Kot rasy ragdoll, którego opiekunem był Ryszard R., cierpiał na krwotoczne zapalenie pęcherza. Mężczyzna porzucił zwierzę w lesie bez jedzenia i wody 20 czerwca 2022 roku. Kot był wówczas w trakcie leczenia weterynaryjnego, miał założony cewnik do pęcherza moczowego i wenflon w łapie. Swojej żonie miał natomiast powiedzieć, że zwierzę zmarło. Powodem porzucenia zwierzęcia były koszty leczenia. Samo cewnikowanie miało kosztować 800 zł. Kot po odnalezieniu wymagał opieki weterynaryjnej, której koszty sięgnęły siedmiu tysięcy złotych.
Proces Ryszarda R. trwał od 11 września 2023 roku. Sam oskarżony nie stawił się jednak na rozprawie, a w postępowaniu przygotowawczym nie przyznał się do zarzucanego czynu i odmówił złożenia wyjaśnień. Sprawa toczyła się bez jego obecności. Sędzia Anna Pałasz opisała występek Ryszarda R. jako "wyjątkowo obrzydliwy". Wytłumaczyła jednak, że nie zdecydowała się na surowszą karę ze względu na rodzinę mężczyzny.
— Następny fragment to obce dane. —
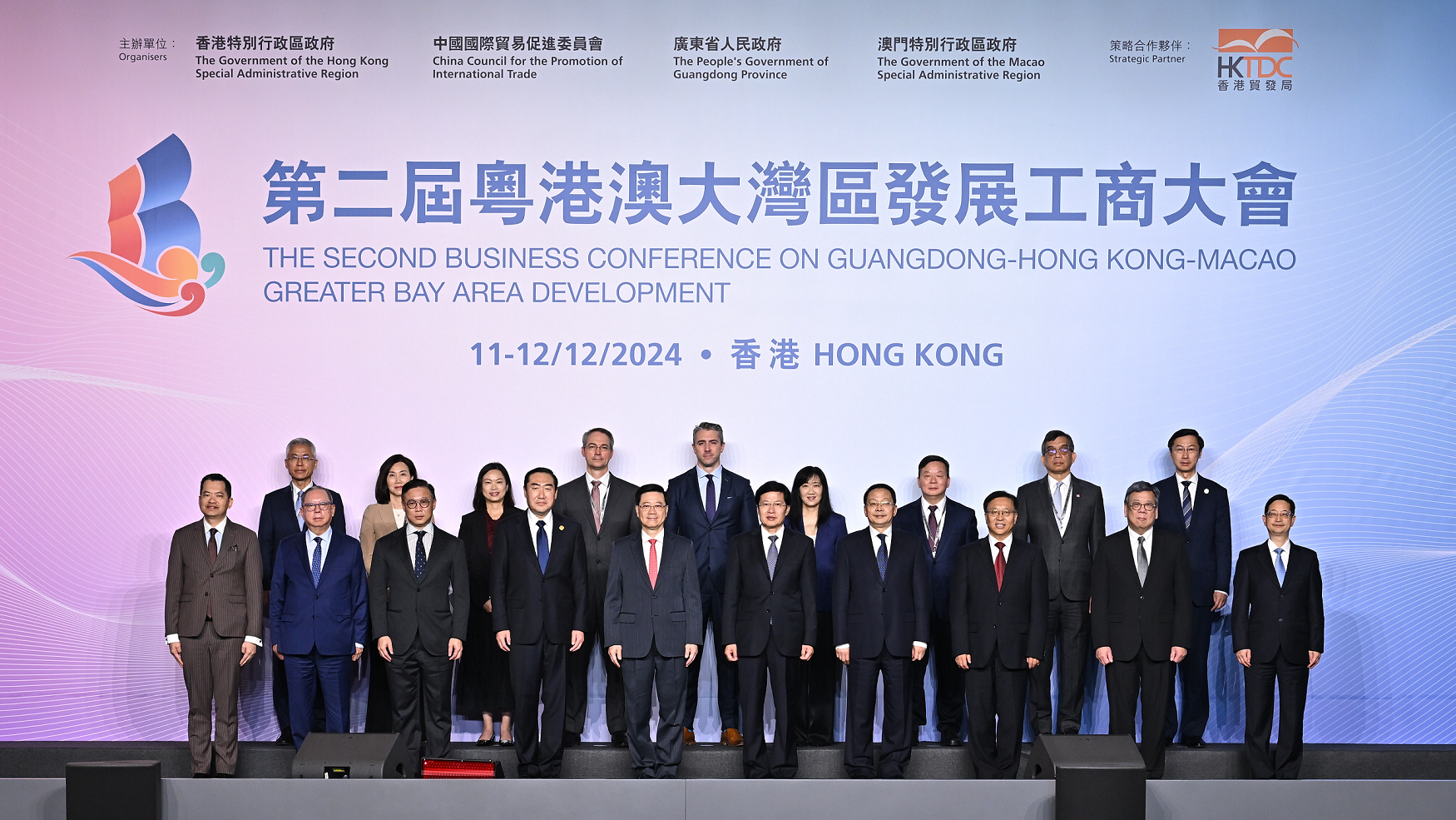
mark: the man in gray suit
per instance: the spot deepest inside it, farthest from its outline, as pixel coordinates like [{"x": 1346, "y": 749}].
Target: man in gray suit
[
  {"x": 215, "y": 621},
  {"x": 603, "y": 505},
  {"x": 654, "y": 628}
]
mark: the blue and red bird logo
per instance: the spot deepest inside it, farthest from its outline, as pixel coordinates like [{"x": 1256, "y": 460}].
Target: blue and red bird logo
[{"x": 156, "y": 242}]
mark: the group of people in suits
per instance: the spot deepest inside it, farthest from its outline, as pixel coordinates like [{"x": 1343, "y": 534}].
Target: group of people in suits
[{"x": 640, "y": 574}]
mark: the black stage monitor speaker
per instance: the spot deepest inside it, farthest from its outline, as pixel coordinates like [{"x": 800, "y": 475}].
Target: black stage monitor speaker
[
  {"x": 351, "y": 756},
  {"x": 1100, "y": 777},
  {"x": 114, "y": 790}
]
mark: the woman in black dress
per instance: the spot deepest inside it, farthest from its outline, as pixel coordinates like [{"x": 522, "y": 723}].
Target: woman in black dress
[{"x": 483, "y": 682}]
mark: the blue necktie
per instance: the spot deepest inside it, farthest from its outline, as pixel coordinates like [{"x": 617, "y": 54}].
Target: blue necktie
[
  {"x": 1187, "y": 507},
  {"x": 318, "y": 559},
  {"x": 711, "y": 503}
]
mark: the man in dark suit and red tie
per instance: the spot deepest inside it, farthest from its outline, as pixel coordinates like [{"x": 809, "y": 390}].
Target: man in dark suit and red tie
[
  {"x": 1063, "y": 516},
  {"x": 1141, "y": 621},
  {"x": 1279, "y": 635},
  {"x": 945, "y": 524},
  {"x": 654, "y": 627},
  {"x": 539, "y": 593},
  {"x": 881, "y": 625},
  {"x": 215, "y": 616},
  {"x": 1201, "y": 517},
  {"x": 769, "y": 627},
  {"x": 419, "y": 604},
  {"x": 319, "y": 615},
  {"x": 280, "y": 517},
  {"x": 998, "y": 624},
  {"x": 603, "y": 504},
  {"x": 710, "y": 505}
]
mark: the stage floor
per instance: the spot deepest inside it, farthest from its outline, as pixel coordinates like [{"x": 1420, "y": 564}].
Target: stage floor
[{"x": 711, "y": 761}]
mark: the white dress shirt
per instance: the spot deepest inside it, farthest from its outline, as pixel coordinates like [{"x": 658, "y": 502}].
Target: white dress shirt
[
  {"x": 1066, "y": 499},
  {"x": 874, "y": 542},
  {"x": 175, "y": 639}
]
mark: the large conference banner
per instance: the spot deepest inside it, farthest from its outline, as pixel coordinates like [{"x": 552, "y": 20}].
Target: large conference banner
[{"x": 852, "y": 233}]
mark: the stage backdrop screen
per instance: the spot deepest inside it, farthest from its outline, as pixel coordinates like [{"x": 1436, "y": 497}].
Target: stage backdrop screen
[{"x": 852, "y": 233}]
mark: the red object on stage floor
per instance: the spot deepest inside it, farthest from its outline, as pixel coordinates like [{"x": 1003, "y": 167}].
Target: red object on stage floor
[{"x": 442, "y": 768}]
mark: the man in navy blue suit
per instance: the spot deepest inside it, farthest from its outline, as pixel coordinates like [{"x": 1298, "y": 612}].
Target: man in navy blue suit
[
  {"x": 945, "y": 526},
  {"x": 710, "y": 505},
  {"x": 1196, "y": 509},
  {"x": 319, "y": 614},
  {"x": 281, "y": 517}
]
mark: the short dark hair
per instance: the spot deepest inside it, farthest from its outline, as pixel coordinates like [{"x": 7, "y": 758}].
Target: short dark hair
[
  {"x": 885, "y": 487},
  {"x": 417, "y": 484},
  {"x": 797, "y": 503},
  {"x": 1052, "y": 435},
  {"x": 215, "y": 476},
  {"x": 646, "y": 488},
  {"x": 1141, "y": 487},
  {"x": 708, "y": 425},
  {"x": 612, "y": 440},
  {"x": 507, "y": 501},
  {"x": 1186, "y": 431},
  {"x": 533, "y": 470},
  {"x": 995, "y": 495},
  {"x": 1280, "y": 497},
  {"x": 770, "y": 487},
  {"x": 928, "y": 459},
  {"x": 382, "y": 484}
]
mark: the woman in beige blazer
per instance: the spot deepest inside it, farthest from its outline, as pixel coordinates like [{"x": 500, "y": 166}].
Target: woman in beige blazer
[{"x": 380, "y": 519}]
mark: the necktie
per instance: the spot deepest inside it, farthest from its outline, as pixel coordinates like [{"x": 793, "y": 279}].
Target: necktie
[
  {"x": 596, "y": 504},
  {"x": 1187, "y": 505},
  {"x": 934, "y": 530},
  {"x": 1001, "y": 564},
  {"x": 651, "y": 561},
  {"x": 318, "y": 559},
  {"x": 1142, "y": 561}
]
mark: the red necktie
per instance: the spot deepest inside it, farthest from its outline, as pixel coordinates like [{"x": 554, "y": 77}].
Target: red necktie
[{"x": 1001, "y": 564}]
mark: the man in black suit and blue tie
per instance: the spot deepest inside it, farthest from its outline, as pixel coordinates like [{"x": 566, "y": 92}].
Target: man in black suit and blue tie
[
  {"x": 319, "y": 614},
  {"x": 710, "y": 505},
  {"x": 881, "y": 625},
  {"x": 280, "y": 517},
  {"x": 654, "y": 628},
  {"x": 1196, "y": 509},
  {"x": 1279, "y": 634},
  {"x": 539, "y": 574},
  {"x": 943, "y": 524}
]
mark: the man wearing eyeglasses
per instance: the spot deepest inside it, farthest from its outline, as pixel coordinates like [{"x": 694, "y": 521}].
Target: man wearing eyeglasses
[
  {"x": 319, "y": 615},
  {"x": 1279, "y": 635},
  {"x": 281, "y": 517},
  {"x": 1141, "y": 619},
  {"x": 770, "y": 622},
  {"x": 1063, "y": 516},
  {"x": 419, "y": 604}
]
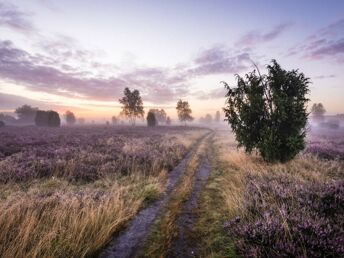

- Rodzina R. ma psa, gdyby Ryszard R. otrzymał zakaz posiadania wszelkich zwierząt zapewne nie wychodziłby z psem na spacer, obowiązkiem tym byłaby obarczona wyłącznie jego żona. Żona i dzieci są związane ze zwierzętami, potrzebują ich, więc całkowity zakaz posiadania zwierząt godziłby w rodzinę oskarżonego - tłumaczyła sędzia Pałasz.
Zwierzę przeżyło tylko i wyłącznie dlatego, że zostało znalezione przy leśnej drodze przez przypadkową osobę, która przejeżdżała samochodem. Kot trafił w ręce kobiety zajmującej się bezdomnymi zwierzętami, a następnie został oddany pod fachową opiekę weterynaryjną. Z lecznicy trafił do nowej rodziny, która nazwała go Dżizas. - Dziś jest cudownym kotem, ale z powodu stresu, jaki przeżył, choruje na serce i musi cały czas przyjmować leki - mówiła w sądzie obecna właścicielka zwierzaka.